Rucksacksystem mit Goldrand

Zu teuer, zu spät und dann oft nicht mal einsatzfähig: Die Anschaffung von Rüstungsgütern für die Bundeswehr verläuft nur selten nach Plan.

Um pathetische Worte war Verteidigungsministerin Christine Lambrecht (SPD) nicht verlegen, als sie sich am 14. März gemeinsam mit Generalinspekteur Eberhard Zorn mit einem »Tagesbefehl« an die Angehörigen der Bundeswehr richtete. »Das brutale Vorgehen Putins und seiner Erfüllungsgehilfen in der Ukraine zeigen uns, dass wir bei unseren Vorhaben keine Zeit verlieren dürfen«, verlautbarten die beiden. »Für Sie heißt das, dass Sie die materielle Ausstattung bekommen, die Sie für Ihren Auftrag brauchen: vom Rucksack bis zum Kampfjet.« Kurz zuvor hatte die Bundesregierung beschlossen, ein Sondervermögen von 100 Milliarden Euro für die Bundeswehr zur Verfügung zu stellen.

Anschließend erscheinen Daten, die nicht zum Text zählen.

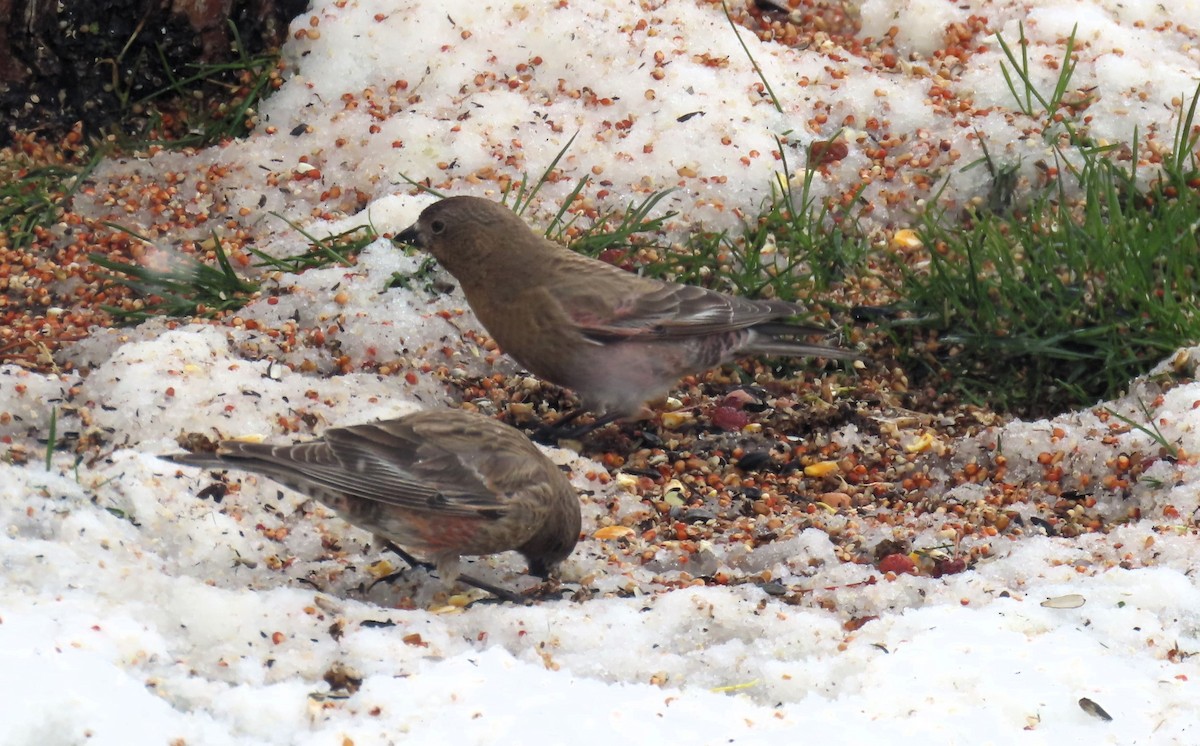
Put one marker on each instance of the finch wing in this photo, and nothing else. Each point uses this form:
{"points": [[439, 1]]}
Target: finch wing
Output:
{"points": [[395, 463], [672, 311]]}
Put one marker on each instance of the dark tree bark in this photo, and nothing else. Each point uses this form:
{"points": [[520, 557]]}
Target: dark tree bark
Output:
{"points": [[66, 61]]}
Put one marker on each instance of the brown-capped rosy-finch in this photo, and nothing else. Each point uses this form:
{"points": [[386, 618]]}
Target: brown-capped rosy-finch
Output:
{"points": [[615, 338], [442, 483]]}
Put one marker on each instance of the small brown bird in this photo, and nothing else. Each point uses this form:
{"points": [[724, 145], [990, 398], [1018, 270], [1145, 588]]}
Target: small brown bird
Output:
{"points": [[443, 483], [615, 338]]}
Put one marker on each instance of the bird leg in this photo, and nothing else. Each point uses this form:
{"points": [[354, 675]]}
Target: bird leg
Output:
{"points": [[550, 434], [466, 579]]}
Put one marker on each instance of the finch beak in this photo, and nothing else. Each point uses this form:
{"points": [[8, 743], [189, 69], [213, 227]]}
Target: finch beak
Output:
{"points": [[409, 236]]}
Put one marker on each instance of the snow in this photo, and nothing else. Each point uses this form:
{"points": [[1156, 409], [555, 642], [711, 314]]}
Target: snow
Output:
{"points": [[136, 611]]}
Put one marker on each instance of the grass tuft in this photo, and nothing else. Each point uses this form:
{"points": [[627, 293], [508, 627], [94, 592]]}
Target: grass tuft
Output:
{"points": [[1067, 299]]}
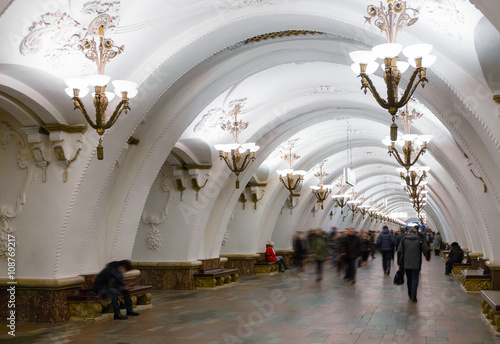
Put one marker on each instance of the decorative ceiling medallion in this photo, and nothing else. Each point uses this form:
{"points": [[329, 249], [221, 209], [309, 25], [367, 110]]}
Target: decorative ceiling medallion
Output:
{"points": [[282, 148], [57, 35], [279, 34], [239, 4], [441, 16]]}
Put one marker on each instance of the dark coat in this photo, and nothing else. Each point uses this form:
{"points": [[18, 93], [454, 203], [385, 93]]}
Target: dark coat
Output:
{"points": [[299, 248], [109, 277], [410, 252], [386, 240]]}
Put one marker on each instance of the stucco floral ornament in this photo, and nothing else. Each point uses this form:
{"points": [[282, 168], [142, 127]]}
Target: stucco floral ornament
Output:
{"points": [[6, 213]]}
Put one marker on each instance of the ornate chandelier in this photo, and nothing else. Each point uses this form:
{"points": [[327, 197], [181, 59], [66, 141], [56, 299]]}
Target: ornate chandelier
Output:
{"points": [[100, 53], [414, 180], [236, 156], [290, 178], [413, 145], [342, 198], [391, 20], [322, 191]]}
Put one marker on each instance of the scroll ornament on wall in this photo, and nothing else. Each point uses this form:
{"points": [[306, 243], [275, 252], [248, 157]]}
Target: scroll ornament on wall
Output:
{"points": [[155, 237], [25, 161]]}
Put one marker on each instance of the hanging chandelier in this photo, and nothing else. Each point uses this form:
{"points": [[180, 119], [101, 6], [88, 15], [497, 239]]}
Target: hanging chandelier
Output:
{"points": [[290, 178], [236, 156], [321, 191], [414, 180], [100, 53], [342, 198], [413, 146], [391, 20]]}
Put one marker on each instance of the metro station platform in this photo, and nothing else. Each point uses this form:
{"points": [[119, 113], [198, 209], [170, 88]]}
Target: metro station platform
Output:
{"points": [[293, 308]]}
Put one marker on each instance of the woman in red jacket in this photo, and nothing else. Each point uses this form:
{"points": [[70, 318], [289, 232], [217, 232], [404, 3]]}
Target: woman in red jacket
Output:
{"points": [[272, 257]]}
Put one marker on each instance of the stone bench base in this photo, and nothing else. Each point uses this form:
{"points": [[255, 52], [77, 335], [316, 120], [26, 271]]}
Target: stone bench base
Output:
{"points": [[490, 305], [215, 278], [458, 267], [475, 280], [88, 306], [266, 267]]}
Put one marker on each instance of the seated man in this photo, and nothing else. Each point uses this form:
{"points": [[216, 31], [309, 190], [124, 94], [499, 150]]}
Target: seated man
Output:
{"points": [[456, 255], [110, 282], [271, 256]]}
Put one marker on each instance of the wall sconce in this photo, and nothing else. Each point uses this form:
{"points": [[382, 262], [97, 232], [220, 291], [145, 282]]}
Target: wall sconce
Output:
{"points": [[100, 53]]}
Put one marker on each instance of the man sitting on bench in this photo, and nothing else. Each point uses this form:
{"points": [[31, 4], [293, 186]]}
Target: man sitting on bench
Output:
{"points": [[456, 255], [110, 282], [271, 256]]}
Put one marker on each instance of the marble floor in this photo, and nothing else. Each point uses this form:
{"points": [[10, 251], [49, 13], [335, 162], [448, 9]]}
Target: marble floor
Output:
{"points": [[293, 308]]}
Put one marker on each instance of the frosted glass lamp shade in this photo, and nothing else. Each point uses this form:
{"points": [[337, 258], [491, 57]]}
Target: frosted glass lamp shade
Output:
{"points": [[371, 67], [227, 148], [83, 92], [97, 80], [363, 56], [417, 50], [427, 61], [425, 138], [284, 172], [252, 147], [77, 83], [409, 137], [387, 50], [130, 94], [125, 86], [386, 141], [109, 95]]}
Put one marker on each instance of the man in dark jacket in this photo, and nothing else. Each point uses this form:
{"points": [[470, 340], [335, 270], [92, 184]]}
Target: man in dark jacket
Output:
{"points": [[385, 242], [110, 282], [410, 253], [351, 250], [456, 255]]}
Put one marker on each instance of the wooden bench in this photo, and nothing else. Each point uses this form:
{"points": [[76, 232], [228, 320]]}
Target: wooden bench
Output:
{"points": [[86, 305], [490, 305], [263, 266], [476, 280], [458, 267], [212, 275]]}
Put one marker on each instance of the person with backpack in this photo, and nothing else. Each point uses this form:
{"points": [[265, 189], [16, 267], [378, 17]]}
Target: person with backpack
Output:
{"points": [[410, 252], [385, 242]]}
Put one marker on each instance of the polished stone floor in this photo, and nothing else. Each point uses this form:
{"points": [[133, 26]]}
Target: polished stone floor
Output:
{"points": [[293, 308]]}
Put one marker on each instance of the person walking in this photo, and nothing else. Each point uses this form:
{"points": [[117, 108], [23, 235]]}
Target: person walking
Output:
{"points": [[351, 250], [299, 249], [436, 243], [456, 255], [385, 242], [410, 252], [320, 249]]}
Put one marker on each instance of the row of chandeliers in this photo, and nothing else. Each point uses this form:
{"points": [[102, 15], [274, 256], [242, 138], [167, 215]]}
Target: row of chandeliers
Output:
{"points": [[391, 20], [238, 156]]}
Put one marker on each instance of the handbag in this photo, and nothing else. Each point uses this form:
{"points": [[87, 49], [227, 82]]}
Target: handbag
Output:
{"points": [[399, 277]]}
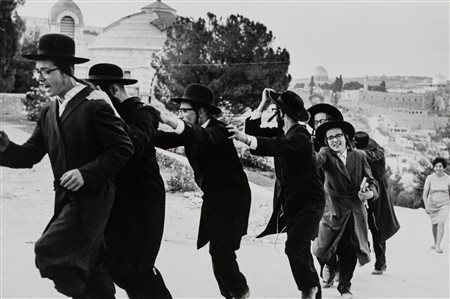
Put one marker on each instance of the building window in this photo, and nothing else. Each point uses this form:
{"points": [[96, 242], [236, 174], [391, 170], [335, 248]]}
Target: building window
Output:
{"points": [[68, 26]]}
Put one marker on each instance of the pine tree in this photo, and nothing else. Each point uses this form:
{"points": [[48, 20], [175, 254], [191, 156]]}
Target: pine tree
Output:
{"points": [[233, 57]]}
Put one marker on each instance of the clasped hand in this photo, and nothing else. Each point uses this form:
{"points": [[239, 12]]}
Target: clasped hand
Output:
{"points": [[72, 180]]}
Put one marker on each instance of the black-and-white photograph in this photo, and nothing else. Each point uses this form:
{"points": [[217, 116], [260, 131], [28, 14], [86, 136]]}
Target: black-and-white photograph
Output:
{"points": [[224, 149]]}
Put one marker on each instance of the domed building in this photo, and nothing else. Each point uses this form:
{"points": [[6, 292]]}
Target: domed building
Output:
{"points": [[320, 74], [128, 42]]}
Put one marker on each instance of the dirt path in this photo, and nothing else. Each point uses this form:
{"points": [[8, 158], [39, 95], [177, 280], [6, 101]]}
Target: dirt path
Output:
{"points": [[414, 271]]}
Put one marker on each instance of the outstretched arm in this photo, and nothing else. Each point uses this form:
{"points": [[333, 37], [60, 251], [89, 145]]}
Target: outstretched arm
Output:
{"points": [[22, 156]]}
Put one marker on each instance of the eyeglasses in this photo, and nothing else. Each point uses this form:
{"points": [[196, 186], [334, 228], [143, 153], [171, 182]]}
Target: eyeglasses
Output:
{"points": [[337, 136], [321, 121], [43, 72], [184, 110]]}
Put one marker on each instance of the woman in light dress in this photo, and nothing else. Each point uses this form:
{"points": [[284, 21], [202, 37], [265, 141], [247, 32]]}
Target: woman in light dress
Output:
{"points": [[437, 200]]}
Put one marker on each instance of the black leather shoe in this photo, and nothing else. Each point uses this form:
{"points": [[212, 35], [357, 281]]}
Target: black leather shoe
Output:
{"points": [[310, 293]]}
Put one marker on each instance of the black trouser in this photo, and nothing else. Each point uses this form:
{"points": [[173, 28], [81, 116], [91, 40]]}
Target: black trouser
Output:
{"points": [[232, 282], [346, 257], [332, 264], [142, 285], [97, 285], [301, 261], [379, 246]]}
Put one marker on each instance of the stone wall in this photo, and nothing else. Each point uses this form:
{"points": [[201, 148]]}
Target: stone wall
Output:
{"points": [[11, 104]]}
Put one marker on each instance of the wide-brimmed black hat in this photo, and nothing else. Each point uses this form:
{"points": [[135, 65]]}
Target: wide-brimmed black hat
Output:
{"points": [[108, 73], [290, 103], [324, 108], [199, 94], [346, 127], [361, 140], [55, 46]]}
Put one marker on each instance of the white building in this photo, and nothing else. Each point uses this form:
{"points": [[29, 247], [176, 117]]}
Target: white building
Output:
{"points": [[128, 42]]}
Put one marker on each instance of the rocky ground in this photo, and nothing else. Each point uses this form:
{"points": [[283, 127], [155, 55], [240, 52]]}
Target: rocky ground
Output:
{"points": [[414, 270]]}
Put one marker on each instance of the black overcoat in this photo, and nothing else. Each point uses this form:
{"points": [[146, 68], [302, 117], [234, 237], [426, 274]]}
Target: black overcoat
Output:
{"points": [[219, 174], [382, 208], [298, 190], [135, 229], [342, 183], [88, 137]]}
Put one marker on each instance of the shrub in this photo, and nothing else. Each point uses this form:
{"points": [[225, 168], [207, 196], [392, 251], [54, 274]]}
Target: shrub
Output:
{"points": [[182, 178], [34, 101]]}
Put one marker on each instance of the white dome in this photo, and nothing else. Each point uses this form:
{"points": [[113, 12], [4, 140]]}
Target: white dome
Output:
{"points": [[65, 6], [439, 80], [320, 73], [143, 30]]}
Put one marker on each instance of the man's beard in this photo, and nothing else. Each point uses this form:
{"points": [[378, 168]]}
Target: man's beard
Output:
{"points": [[280, 121], [114, 100]]}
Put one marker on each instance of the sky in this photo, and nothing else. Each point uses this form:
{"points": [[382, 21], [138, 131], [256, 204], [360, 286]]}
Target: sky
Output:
{"points": [[352, 38]]}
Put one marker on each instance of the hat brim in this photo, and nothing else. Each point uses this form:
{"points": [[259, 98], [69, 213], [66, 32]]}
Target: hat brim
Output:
{"points": [[71, 59], [303, 116], [324, 108], [346, 127], [110, 81], [212, 109]]}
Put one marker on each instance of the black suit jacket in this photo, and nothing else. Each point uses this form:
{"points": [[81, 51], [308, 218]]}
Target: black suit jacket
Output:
{"points": [[298, 188], [382, 209], [219, 174], [135, 229], [88, 137]]}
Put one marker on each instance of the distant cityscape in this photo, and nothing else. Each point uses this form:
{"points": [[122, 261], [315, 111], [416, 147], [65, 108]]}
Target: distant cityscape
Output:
{"points": [[404, 118]]}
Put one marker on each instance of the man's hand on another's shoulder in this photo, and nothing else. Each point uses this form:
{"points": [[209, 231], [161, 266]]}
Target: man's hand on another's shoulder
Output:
{"points": [[4, 141]]}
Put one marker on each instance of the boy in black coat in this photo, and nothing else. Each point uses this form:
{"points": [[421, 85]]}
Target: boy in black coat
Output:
{"points": [[299, 196], [219, 174], [135, 228], [87, 146]]}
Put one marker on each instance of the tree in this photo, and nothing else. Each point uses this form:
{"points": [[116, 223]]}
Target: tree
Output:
{"points": [[24, 67], [234, 58], [11, 29]]}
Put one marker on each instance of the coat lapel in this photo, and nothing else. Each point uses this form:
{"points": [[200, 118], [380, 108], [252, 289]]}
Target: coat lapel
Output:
{"points": [[350, 163], [59, 141], [74, 103], [341, 167]]}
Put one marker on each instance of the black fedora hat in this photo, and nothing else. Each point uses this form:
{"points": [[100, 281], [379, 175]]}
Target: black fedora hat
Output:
{"points": [[108, 73], [324, 108], [290, 103], [346, 127], [55, 46], [361, 140], [199, 94]]}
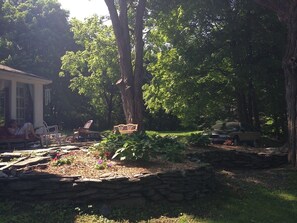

Über neue Rucksäcke kann sich die Bundeswehr schon mal freuen, die ­ersten Exemplare wurden im vergangenen Jahr ausgeliefert. Deren Beschaffung zeigt aber auch die Misere, in der Armee und Bürokratie gefangen sind – und warum auch der unerwartete Geldsegen daran vermutlich nicht so schnell etwas ändern wird. ­Bereits die erste Ausschreibung für ein neues »Rucksacksystem für Kampfeinsätze« verlief 2017 alles andere als reibungslos. »Dem Vernehmen nach soll es unterschiedliche Ansichten über die Relevanz einzelner Kriterien der Ausschreibung zwischen den Beschaffern und den Vertretern der Nutzer ­gegeben haben«, heißt es dazu diplomatisch auf dem Online-Portal »Soldat und Technik«. Rund fünf Jahre und ein weiteres Auswahlverfahren später wurden dann die ersten Exemplare ausgeliefert. Doch kaum sind die Rucksäcke endlich da, zweifelt die derzeitige Verteidigungsministerin an dem Sinn des Unterfangens. »Die Entwicklung von einem Bundeswehr-Rucksack – selbst die gab es. Für mich nicht nachvollziehbar, wie man auf diese Idee kommt«, sagte Lambrecht Anfang April in der Talkshow bei Maybrit Illner.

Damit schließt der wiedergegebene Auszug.